Ian Danby

Ian Danby

Ian Danby is BASC’s head of biodiversity and has been with the association for 20 years. His passions are wildfowling and pigeon shooting.

BASC’s head of biodiversity Ian Danby writes about the current hot topic in conservation – reintroduction of species.

A current hot topic in conservation is whether or not a species should be reintroduced.  Some insist that an animal that should be present in an ecosystem but has been lost needs to be put back, regardless of the consequences. Others can see the risks associated with reintroductions. The truth is, it very much depends on the species in question. The debate around apex predators, such as wolf and lynx, often results in the biggest gulf between opposed parties. Rewilding debates, in some cases, have also gone that way but that is a subject for another time.
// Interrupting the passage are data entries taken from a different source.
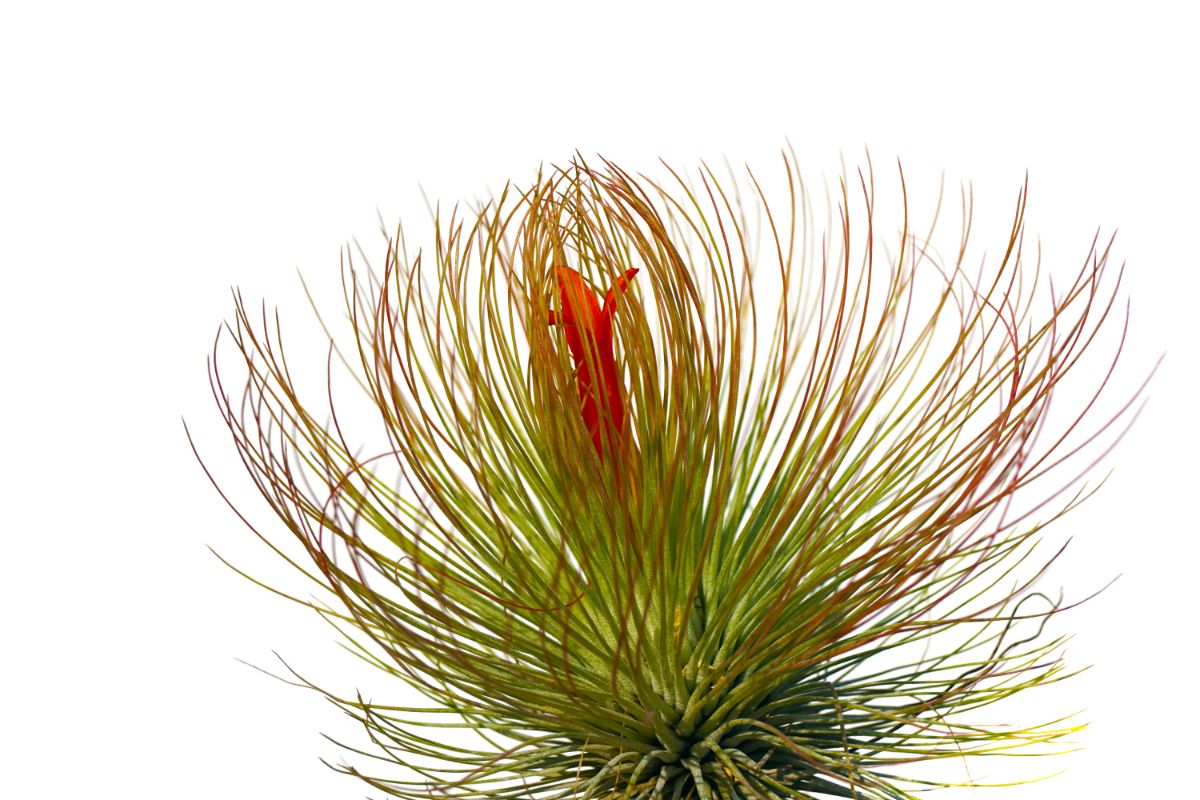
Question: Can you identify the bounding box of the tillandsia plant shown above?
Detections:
[196,154,1140,800]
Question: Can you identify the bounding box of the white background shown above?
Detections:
[0,2,1200,800]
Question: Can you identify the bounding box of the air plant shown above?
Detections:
[194,154,1140,800]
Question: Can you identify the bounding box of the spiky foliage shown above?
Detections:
[199,155,1130,800]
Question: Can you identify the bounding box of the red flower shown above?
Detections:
[550,266,637,458]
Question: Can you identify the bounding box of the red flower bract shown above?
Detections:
[550,266,637,458]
Other reintroductions can be no less controversial. In a recent issue of Shooting and Conservation the Vincent Wildlife Trust wrote about its work with reinforcement of pine marten in Wales and that included a balanced view of the risks to game birds and how to mitigate the risk. The Trust does a great job taking the heat out of those conflicts in their projects by listening to the concerns of shooters, poultry keepers and farmers. Where conflicts arose, the Trust made provision to deal with them until folk had readjusted to living with pine marten.
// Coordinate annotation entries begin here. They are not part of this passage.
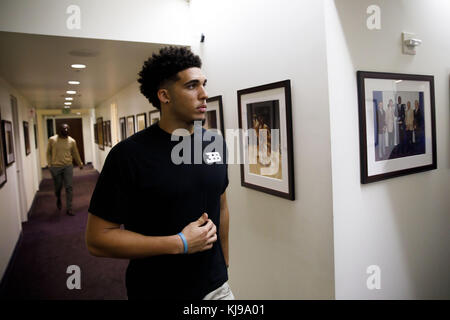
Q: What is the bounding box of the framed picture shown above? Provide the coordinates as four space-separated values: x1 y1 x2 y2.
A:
23 121 31 155
203 96 225 136
94 123 98 144
357 71 437 184
119 117 127 140
97 117 105 150
148 110 161 126
136 113 147 131
2 120 16 166
0 113 6 188
105 120 112 147
103 120 112 147
33 124 37 149
237 80 295 200
127 116 136 138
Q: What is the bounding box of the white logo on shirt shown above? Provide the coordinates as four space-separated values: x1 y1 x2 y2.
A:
205 152 222 164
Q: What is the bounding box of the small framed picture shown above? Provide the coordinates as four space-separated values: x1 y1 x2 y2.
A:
23 121 31 155
148 110 161 126
203 96 225 136
104 120 112 147
33 124 37 149
237 80 295 200
357 71 437 184
97 117 105 150
119 117 127 140
136 113 147 131
0 113 6 188
2 120 16 166
127 116 136 138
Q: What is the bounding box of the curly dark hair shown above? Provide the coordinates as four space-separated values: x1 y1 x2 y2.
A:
138 46 202 110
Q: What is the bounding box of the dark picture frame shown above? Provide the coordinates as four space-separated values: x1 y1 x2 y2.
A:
0 112 7 188
203 96 225 137
357 71 437 184
1 120 16 166
127 115 136 138
23 121 31 156
105 120 112 147
103 120 112 147
33 124 37 149
97 117 105 150
136 112 147 132
148 110 161 126
119 117 127 140
94 123 98 144
237 80 295 200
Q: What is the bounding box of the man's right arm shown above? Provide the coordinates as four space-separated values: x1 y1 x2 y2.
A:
86 213 217 259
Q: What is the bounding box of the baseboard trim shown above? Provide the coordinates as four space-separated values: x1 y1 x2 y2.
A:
0 230 23 299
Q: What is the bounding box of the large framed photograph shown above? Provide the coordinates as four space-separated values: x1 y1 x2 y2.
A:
97 117 105 150
127 116 136 138
357 71 437 184
237 80 295 200
148 110 161 126
136 113 147 131
0 113 6 188
203 96 225 136
2 120 16 166
119 117 127 140
23 121 31 156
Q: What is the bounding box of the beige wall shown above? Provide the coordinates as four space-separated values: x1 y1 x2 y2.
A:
0 78 39 278
191 0 334 299
326 0 450 299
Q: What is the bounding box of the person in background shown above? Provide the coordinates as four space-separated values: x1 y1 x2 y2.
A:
47 123 83 216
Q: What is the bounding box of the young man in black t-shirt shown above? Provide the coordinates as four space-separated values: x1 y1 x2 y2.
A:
86 47 234 299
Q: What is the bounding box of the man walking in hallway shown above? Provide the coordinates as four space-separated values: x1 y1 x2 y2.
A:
86 47 234 300
47 124 83 216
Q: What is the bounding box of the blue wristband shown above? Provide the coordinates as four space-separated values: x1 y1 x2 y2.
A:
178 232 187 253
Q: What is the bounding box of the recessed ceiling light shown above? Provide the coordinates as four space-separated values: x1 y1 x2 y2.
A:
71 63 86 69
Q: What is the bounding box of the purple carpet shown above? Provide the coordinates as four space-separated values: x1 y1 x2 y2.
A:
2 166 128 300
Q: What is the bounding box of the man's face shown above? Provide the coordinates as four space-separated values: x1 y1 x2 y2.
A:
168 68 208 123
59 124 69 137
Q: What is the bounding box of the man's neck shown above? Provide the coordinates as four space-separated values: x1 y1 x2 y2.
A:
159 114 194 134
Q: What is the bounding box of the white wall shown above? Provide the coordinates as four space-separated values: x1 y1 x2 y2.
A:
0 0 191 44
94 81 156 171
325 0 450 299
191 0 334 299
0 78 39 279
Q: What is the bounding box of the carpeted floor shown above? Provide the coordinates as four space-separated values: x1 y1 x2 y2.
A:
2 166 128 300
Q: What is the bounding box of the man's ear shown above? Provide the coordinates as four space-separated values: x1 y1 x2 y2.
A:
157 88 170 104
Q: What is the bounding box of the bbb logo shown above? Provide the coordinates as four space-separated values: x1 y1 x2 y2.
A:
205 152 222 164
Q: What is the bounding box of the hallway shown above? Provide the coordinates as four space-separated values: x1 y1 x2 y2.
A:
0 165 128 300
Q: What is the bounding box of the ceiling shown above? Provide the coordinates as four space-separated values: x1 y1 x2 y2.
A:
0 32 169 109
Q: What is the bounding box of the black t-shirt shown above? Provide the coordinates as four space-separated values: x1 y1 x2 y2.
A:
89 123 228 299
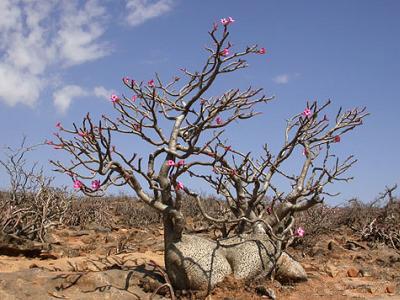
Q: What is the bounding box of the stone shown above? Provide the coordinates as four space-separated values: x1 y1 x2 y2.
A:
386 285 396 294
324 264 339 277
347 268 359 277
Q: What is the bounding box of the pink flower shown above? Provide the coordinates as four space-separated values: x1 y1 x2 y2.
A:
175 181 185 191
167 159 175 167
294 227 305 237
258 47 267 54
74 180 83 190
221 17 235 26
110 94 120 103
78 131 88 137
220 48 229 56
302 107 312 117
92 179 100 191
213 22 218 31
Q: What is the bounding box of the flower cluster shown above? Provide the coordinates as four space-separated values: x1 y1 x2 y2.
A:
294 227 305 237
167 159 185 167
301 107 312 118
221 17 235 26
110 94 120 103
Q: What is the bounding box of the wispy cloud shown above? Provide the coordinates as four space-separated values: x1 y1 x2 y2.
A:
273 74 290 84
53 85 89 114
0 0 108 108
93 86 115 100
126 0 173 26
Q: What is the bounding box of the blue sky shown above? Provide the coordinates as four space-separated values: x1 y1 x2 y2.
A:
0 0 400 203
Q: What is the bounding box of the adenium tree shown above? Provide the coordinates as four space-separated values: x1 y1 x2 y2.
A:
48 17 366 291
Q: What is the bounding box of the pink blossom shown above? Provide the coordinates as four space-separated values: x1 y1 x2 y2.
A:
92 179 100 191
175 181 185 191
302 107 312 117
110 94 120 103
221 17 235 26
258 47 267 54
167 159 175 167
147 79 154 87
294 227 305 237
220 48 229 56
74 180 83 190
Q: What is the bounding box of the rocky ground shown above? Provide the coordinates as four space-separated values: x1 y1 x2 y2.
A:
0 226 400 300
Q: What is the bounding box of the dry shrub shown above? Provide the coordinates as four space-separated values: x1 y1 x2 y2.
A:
64 197 114 228
293 186 400 251
113 197 162 227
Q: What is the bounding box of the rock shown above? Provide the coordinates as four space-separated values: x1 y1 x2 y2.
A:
29 264 39 269
256 285 276 300
347 268 359 277
324 264 339 277
69 230 90 237
328 240 345 252
386 285 396 294
360 269 372 277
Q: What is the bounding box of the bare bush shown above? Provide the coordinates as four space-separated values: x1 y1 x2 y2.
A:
0 139 72 242
360 185 400 252
63 198 115 228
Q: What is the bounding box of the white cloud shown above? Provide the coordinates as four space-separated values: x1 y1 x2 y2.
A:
93 86 115 100
273 74 290 84
0 0 108 108
0 63 43 107
126 0 173 26
53 85 89 114
57 0 108 65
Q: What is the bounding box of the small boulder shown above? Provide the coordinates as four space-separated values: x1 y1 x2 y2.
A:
347 268 359 277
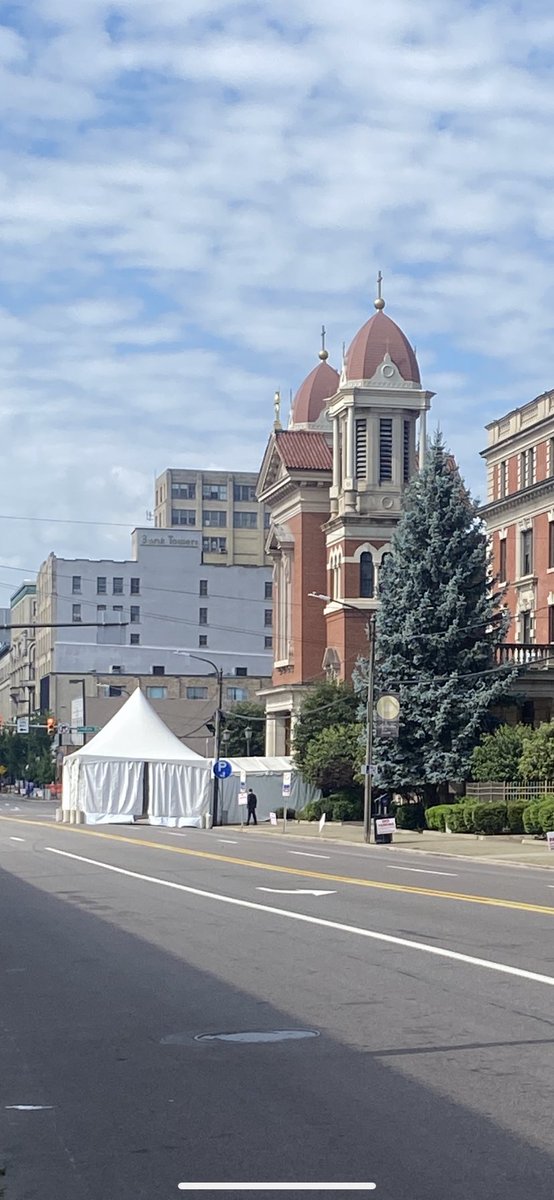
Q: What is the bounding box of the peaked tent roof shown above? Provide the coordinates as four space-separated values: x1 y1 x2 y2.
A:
70 688 206 763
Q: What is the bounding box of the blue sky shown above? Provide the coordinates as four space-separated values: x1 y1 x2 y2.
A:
0 0 554 604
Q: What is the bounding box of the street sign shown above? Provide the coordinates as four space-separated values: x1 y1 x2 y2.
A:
213 758 233 779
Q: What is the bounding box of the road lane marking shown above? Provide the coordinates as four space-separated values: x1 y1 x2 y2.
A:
44 846 554 988
385 863 458 880
0 816 554 917
289 850 331 858
255 888 337 896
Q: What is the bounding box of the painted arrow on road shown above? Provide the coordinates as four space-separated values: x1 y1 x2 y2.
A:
255 888 337 896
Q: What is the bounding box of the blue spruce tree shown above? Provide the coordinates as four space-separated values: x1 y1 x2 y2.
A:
355 434 516 804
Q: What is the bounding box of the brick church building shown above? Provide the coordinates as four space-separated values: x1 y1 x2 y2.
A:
258 284 433 755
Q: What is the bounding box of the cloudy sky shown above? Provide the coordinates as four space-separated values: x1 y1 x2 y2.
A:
0 0 554 605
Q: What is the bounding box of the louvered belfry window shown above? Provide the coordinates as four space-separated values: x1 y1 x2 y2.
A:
379 416 392 484
356 418 367 479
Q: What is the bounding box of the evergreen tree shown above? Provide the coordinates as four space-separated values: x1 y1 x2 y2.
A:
355 434 516 803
That principle is one BASC has been keen to endorse and encourage and our regional teams are supporting pine marten projects throughout the UK. The most exciting one at the moment is probably the Forest of Dean reintroduction where the first set of animals was released this autumn. We are grateful to members and others who took up the invitation to engage with the project and did so in a very constructive way. Yes, there may be some getting used to it for shoots, but if we are keen to see a healthy countryside with the right range of wildlife in it then it’s a very small ask.

Another species that shoots should consider carefully is the beaver. Yes, they do make dams. Yes, they do modify where water goes. Yes, they do fell trees. However, from a shooter’s perspective, they have a lot going for them. Having seen some beaver modified habitat in the south west, which we posted about on Instagram earlier this year, it is worth some serious thought. The patchwork of pools and runs, the pattern of shrubby and open margins created by the beavers has massive biodiversity benefits and that most definitely includes potential for duck, especially teal and mallard. In a future edition of S&C, we aim to publish an article on beavers from a young shot, looking at those pros and cons from the wider perspective. You know King George VI’s quote I’m sure: “The wildlife of today is not ours to dispose of as we please. We have it in trust. We must account for it to those who come after.” Sometimes, it is the wildlife of yesterday too.